Ewing Construction built tennis courts for its client Tuluso-Midway Independent School District (“TMISD”), however, after the courts were complete, they began to show numerous defects. TMISD filed suit against Ewing, and claimed damages based upon faulty construction of the courts. TMISD’s theories of liability were breach of contract and negligence. Ewing tendered its suit to its commercial general liability carrier, Amerisure Insurance Company; which denied coverage.
Ewing claimed that coverage was not available for the suit based upon the contractual liability exclusion. This exclusion excludes claims for damages based upon an insured’s contractual assumption of liability except for two instances: (1) where an insured’s liability for damages would exist absent the contract, and (2) whether the contract is an insured contract. The Texas Supreme Court stated that the exclusion means what it says: it excludes liability for damages the insured assumes by contract unless the exceptions bring the claim back into coverage.
However, the Court found that TMISD’s allegations that Ewing failed to perform in a good and workmanlike manner were substantively the same as its claims that Ewing negligently performed under the contract, because they contain the same factual allegations and alleged misconduct. Thus, the Court concluded that a general contractor who agrees to perform its construction work in a good and workmanlike manner, without more, does not enlarge its duty to exercise ordinary care in fulfilling its contract.
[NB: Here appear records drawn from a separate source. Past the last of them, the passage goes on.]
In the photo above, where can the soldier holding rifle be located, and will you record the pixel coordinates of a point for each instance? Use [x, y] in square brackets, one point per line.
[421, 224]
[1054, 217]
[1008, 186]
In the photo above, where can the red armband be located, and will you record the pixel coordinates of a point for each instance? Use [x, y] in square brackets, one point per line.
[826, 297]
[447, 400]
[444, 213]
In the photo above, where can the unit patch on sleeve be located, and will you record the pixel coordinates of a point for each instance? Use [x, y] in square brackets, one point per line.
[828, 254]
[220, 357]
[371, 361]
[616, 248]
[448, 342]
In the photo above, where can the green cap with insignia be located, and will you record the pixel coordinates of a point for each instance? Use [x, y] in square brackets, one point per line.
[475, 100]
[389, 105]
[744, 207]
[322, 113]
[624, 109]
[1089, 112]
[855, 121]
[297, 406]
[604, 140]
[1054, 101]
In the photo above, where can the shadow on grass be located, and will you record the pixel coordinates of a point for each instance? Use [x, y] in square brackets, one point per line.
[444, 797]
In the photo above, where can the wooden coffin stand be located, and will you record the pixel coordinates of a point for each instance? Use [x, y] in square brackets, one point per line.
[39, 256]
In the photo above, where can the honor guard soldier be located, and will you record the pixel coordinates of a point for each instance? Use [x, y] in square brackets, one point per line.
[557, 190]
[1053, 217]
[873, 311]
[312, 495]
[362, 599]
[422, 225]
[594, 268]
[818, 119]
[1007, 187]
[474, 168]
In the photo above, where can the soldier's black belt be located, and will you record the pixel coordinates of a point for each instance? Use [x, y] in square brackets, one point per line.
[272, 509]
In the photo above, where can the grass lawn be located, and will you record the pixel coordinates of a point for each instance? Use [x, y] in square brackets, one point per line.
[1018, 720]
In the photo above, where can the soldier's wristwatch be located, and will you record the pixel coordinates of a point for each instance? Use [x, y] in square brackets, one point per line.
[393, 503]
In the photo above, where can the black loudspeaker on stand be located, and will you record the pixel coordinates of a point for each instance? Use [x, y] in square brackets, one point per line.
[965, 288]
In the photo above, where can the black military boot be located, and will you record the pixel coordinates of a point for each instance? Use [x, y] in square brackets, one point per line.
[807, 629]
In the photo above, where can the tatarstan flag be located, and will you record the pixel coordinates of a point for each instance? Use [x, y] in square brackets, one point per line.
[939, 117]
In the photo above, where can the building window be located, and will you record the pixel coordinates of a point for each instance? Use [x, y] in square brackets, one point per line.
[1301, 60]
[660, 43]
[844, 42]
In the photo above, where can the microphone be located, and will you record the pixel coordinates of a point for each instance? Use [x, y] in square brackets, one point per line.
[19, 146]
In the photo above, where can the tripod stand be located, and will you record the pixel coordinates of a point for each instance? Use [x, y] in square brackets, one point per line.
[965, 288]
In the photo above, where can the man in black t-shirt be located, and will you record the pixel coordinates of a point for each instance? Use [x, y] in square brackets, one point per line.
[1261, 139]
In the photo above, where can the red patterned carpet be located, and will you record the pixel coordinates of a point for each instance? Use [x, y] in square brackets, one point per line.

The Court further found that the contractor does not “assume liability” for damages arising out of defective work so as to trigger the contractual liability exclusion. The Court found in favor of Ewing, and in dicta, further noted that because an insurance policy contains exclusions that may apply to exclude coverage in a case for breach of contract due to faulty workmanship, their decision is not inconsistent with the view that CGL policies are not performance bonds.